Two years after that film came the movie that really formed his cinematic personae. He and Dan Ackroyd are the comic cartoon larger than life Blues Brothers, Elwood and Jake, recently shoved out of prison with a mission from God. And that mission is to produce a knock ’em dead one night revue of R&B greats to save the orphanage from which they had sprung, seemingly fully formed

Needless to say, the plot is a shambles. But the music from the likes of Aretha Franklin, James Brown, Ray Charles, a host of solid session men and a dozen other el classico entertainers (along with Belushi and Ackroyd) is alive and vibrant.

Carrie Fisher (Princess Laia to many of us) gets a small part as a former wife equipped with a flamethrower (yes, a flamethrower) and Chicago gets a five star marketing promo as the city to head for when it comes to music. The 1980 film, directed with energy-packed drive by John Landis, immediately grabbed a gold medal for Immediate Iconic Status. Every jerk with a a deadpan face and shades wanted in.

No town, it seemed, worth its weight in Pall Malls and bourbon has not had a Blues Brothers tribute band roar through and packed out a usually half empty hall. I remember going to a Christmas works bash where the boss and his deputy took to the stage for a Blues Brothers effort. It was appalling but summed up a feeling that anyone…everyone…could get up in front of a mic, wear a shabby black suit with a skinny tie and sing Shake A Tail Feather.

Well, almost anyone.

Two nights later, comes a film that summed up another era – that strange, half-cocked but sparky feeling of the late sixties when Things Had To Change.

The film, called If…(Thurs, Film4, 12.50 am..ok,ok, really Friday AM), is a fable. Malcolm McDowell is a sixth former holed up in a rich kids’ private school  who decides to shoot first and ask questions never to take over the boarding institution. It is a sharp crazed funny look inside the mind of a bored young fantasist enraged with… well, you’re never really sure.

The allegorical fantasy is directed by Lindsay Anderson, who successfully showed its British eccentricity in such brilliant vignettes (a schoolboy bayonetting the school chaplain?) that it moved over the States with great success: “Hey not only has Merrie Olde Englande given us the Beatles but kids go around stabbing teachers…”, America seemed to say.

Anderson did a nice job. Rumour has it that US director Nichlas Ray (Rebel Without A Cause) was initially offered the film. But he had a nervous breakdown before shooting could start.

‘summing up maybe not an age…but a dream…’

 

The movie gained stature when it was given an X rating. Lord knows why. Maybe the government was jittery come the May 1968 riots in Paris. Maybe censors were worried the sight of a naked body would reduce mankind to dribbling idiots.

Watch out for Arthur Lowe (aka Capt Mainwaring in Dad’s Army) as a spineless teacher as McDowell and his rebellious posh friends figure out how  “…one man can change the world with a bullet in the right place..”

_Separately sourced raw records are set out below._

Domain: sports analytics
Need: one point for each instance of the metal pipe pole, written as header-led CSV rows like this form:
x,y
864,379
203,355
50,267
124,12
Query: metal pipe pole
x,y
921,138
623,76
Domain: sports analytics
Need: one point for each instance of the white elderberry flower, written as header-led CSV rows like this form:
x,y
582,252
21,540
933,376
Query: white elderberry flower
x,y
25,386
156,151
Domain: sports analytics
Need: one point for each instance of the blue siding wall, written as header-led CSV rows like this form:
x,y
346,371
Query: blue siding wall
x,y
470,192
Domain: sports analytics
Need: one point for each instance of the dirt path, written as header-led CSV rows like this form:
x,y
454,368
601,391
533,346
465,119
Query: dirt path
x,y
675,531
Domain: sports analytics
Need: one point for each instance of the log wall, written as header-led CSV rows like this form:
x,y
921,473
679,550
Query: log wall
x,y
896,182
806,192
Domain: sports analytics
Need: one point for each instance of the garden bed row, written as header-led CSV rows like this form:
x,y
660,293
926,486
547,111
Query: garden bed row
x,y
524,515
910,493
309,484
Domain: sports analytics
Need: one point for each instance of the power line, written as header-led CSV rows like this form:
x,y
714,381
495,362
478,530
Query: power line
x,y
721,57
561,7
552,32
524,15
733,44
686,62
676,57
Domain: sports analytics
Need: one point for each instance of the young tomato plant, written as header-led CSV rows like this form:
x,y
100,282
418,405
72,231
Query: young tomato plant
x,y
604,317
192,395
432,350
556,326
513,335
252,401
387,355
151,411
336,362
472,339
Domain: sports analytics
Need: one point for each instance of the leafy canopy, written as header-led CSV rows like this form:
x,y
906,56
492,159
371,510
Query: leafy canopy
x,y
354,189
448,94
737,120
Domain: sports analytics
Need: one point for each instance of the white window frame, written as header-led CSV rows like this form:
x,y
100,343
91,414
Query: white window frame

Like The Blues Brothers, it summed up, maybe not an age, but a dream of what a whacko world we could live in. Belushi was a man without portfolio or a governing cap. McDowell – a teenager burdened with privileged anger, a rich daddy and a weird self-deluding imagination.

McDowell was noticed by film makers for his role. He went on to make Clockwork Orange and O Lucky Man. Lindsay Anderson, enfant terrible of British filmmaking, had a great career creating such movies as This Sporting Life, Look Back In Anger (T V) and The Whales of August.